There is no telling how many letters from subscribers came to the chief commending him for his journalistic enterprise. He ran a good many of them. The paper rode with the team on the crest of the popularity wave. Trust Devore for that. He had a sense for news-values which compensated and more than compensated for certain temperamental shortcomings as exhibited inside the plant.

One day in the tail end of November the old Major came stumping down the stairs from his sanctum—anyhow, he always called it his sanctum—upon the top floor in a little partitioned-off space adjoining the chief's office, where he had a desk of his own and where he did his work. He had a wad of copy paper in his hand. In dress and in manner he was the same old Major that he had been in the flush times two years back, when he used to come in daily, ostensibly to get some exchanges but really to sit and sit, and bore everybody who would listen with tiresome long accounts of things that happened between 1861 and 1865—not the shabby forlorn figure he became that first summer after he got his twelve-dollar-a-week job—but his former self, recreated all over again. His fullbreasted shirt of fine linen jutted out above the unbuttoned top of his low waistcoat in pleaty, white billows and his loose black sailor's tie made a big clump at his throat where the ends of his Lord Byron collar came together. His cuffs almost covered his hands and his longish white hair was like silk floss lying on his coat collar behind. That little white goatee of his jutted out under his lower lip like a tab of carded wool. Altogether he was the Major of yore, rejoicing sartorially in his present state of comparative prosperity. The boys around the shop always said that if the Major had only ten dollars and fifty cents in the world he would spend five dollars of it for his club dues and five of it on his wardrobe and give the remaining fifty cents to some beggar. I guess he would have, too.

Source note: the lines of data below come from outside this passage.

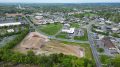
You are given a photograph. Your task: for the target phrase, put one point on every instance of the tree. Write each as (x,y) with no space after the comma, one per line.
(116,61)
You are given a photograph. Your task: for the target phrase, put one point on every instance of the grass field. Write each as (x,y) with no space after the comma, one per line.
(76,25)
(83,38)
(88,53)
(62,35)
(50,29)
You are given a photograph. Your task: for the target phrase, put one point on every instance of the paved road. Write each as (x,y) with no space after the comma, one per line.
(91,41)
(94,51)
(53,37)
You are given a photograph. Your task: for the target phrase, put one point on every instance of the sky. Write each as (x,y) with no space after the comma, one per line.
(58,1)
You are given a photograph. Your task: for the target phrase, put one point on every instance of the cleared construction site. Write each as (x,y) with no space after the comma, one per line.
(41,45)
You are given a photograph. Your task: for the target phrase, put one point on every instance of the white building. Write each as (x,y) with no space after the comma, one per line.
(70,31)
(10,30)
(9,24)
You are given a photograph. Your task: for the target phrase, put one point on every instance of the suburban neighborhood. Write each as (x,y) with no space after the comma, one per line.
(59,35)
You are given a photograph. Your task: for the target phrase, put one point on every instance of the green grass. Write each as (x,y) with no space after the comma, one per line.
(50,29)
(88,53)
(62,35)
(76,25)
(82,38)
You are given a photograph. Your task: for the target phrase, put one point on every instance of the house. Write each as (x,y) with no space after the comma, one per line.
(115,29)
(69,31)
(108,44)
(10,30)
(10,24)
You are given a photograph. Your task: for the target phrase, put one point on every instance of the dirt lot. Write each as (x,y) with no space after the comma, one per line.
(40,44)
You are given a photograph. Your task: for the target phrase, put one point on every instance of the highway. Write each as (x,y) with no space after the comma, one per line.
(94,51)
(53,37)
(91,41)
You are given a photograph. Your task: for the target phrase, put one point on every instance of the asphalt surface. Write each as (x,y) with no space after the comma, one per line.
(53,37)
(94,51)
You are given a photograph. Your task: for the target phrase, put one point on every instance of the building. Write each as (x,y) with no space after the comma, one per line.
(10,24)
(108,44)
(70,30)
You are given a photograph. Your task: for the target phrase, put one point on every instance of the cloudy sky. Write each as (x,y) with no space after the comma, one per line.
(58,1)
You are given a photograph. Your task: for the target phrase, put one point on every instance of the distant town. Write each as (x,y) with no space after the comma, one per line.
(63,35)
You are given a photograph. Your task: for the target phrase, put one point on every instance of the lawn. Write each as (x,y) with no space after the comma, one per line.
(50,29)
(88,53)
(62,35)
(76,25)
(82,38)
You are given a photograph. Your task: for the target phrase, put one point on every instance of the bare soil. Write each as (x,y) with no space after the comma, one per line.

He came downstairs this day and walked up to Devore, and laid down his sheaf of pages at Devore's elbow. “A special contribution, sir,” he said very ceremoniously.

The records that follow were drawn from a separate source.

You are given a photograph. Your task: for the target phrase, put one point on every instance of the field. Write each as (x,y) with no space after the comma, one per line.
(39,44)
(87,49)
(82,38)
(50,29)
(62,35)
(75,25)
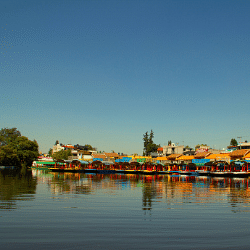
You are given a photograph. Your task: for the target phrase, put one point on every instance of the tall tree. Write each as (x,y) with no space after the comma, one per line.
(15,149)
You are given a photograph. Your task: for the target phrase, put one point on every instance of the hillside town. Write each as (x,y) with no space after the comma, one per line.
(168,154)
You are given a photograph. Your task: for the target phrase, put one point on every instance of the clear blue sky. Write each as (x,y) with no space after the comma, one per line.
(105,72)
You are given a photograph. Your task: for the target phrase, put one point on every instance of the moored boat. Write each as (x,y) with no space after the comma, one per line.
(220,168)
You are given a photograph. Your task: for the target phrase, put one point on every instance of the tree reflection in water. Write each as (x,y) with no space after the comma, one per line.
(16,185)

Devore ran through the first page, which was covered with pencil marks—the Major always wrote his stuff out in long hand—and glanced up, a little bit astonished.

“Kind of out of your usual line, isn't it, Major Stone?” he asked.

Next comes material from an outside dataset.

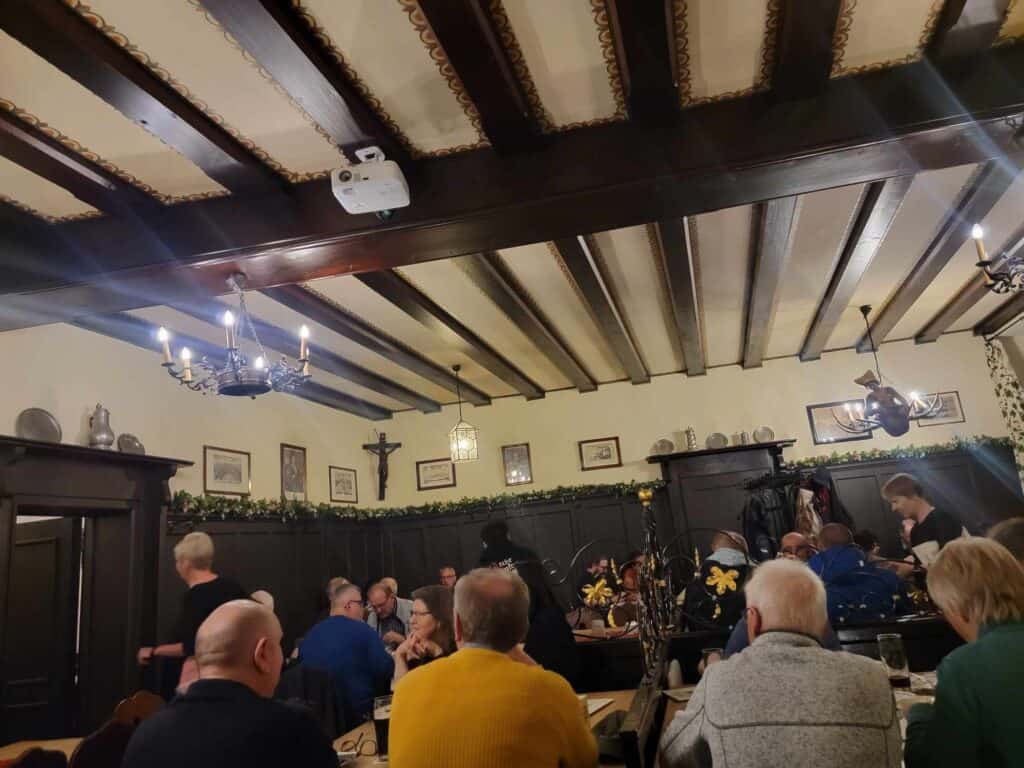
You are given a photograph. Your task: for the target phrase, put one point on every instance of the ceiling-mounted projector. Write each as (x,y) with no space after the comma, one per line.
(373,185)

“In a measure, sir—yes,” stated the old man; and he rocked on his high heels as though he might be nervous regarding the reception his contribution would have in this quarter. “Under the circumstances I feel justified in a departure from the material I customarily indite. But if you feel—”

“Oh, that's all right!” said Devore, divining what the Major meant to say before the Major finished saying it. “There's always room for good stuff.”

He laid the first sheet aside and shuffled through the sheets under it, picking out lines and appraising the full purport of the manuscript, as any skilled craftsman of a newspaper copy desk can do in half the length of time an outsider would be needing to make out the sense of it.

“About young Morehead, eh? I didn't know you knew him, Major?”